Links Earth Day 2012

57 comments

  1. Kukulkan

    Megaupload’s lawyer Ira Rothken says that unlike people, companies can’t be served outside US jurisdiction.

    But companies are people. Mitt Romney said so. As did the US Supreme Court.

    Or is it that companies are only people when it comes to rights and benefits, but not when it comes to liabilities and criminal charges?

    1. Cap'n Magic

      We will have to watch how this plays out. But now you can see that even if you incorporate outside the US, the US government can and will destroy that business (where any portion lives in the US) on the most flimsiest of charges if it benefits a multibillion dollar multinational media empire. There were reports that MegaUpload had engaged the services of Satan and his bretheren (GS, JPM, et. al) to float a public offering and also had some of the Big 4 auditing folks going going over their operation (http://torrentfreak.com/megaupload-worked-on-a-multi-billion-dollar-ipo-120417/).

      1. taunger

        Rules of civil procedure do not allow serving a coproration outside of US jurisdiction. But that doesn’t mean that we have never had the power to serve foreign corps. – you just had to wait until they showed up in NY, LA, or Chicago to perform service.

        1. Cap'n Magic

          With technology being the way that it is today, when does a company ever need to physically set foot in the US to be served?

          1. Kukulkan

            With technology being the way that it is today, when does a company ever need to physically set foot in the US to be served?

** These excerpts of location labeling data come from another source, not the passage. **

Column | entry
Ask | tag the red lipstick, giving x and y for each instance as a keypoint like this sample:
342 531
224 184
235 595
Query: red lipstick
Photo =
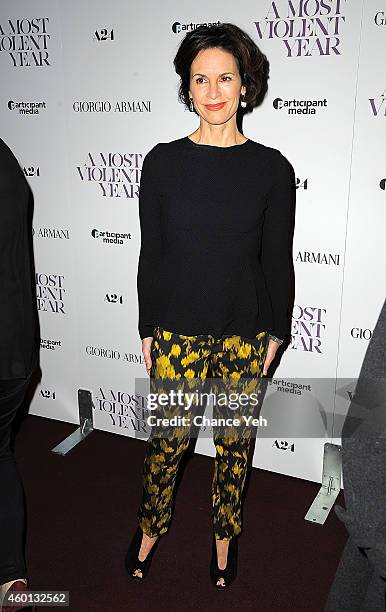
214 106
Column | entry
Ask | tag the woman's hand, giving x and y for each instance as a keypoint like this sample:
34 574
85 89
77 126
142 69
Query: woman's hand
146 351
270 354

            Even with technology being the way it was back in the nineteenth century, no company ever had to physically set foot in the US for any reason whatsoever. Even those companies that worked entirely within the US.

            In fact, a company couldn’t physically set foot in the US — or, indeed, anywhere else — even if it wanted to.

            You are aware that companies don’t have feet, aren’t you? Or any other useful body part. All companies have is appetite.

  2. Max424

    From Krugman’s latest:

    http://krugman.blogs.nytimes.com/2012/04/21/much-ado-about-zero-wonkish/?gwh=5323CB6E084987297EC212BEF755A44F

    “…something like [the Fed] moving the inflation target would enter unknown territory…”

    Must’ve forgotten a Fed Chair named Paul Volcker, who did nothing but target inflation. Remember the wage-price spiral. Crushed wages by crushing labor. Eliminated rising prices by forcing the economy into deep recession via 18% interest rates. Nor more ↗W + ↗P = I².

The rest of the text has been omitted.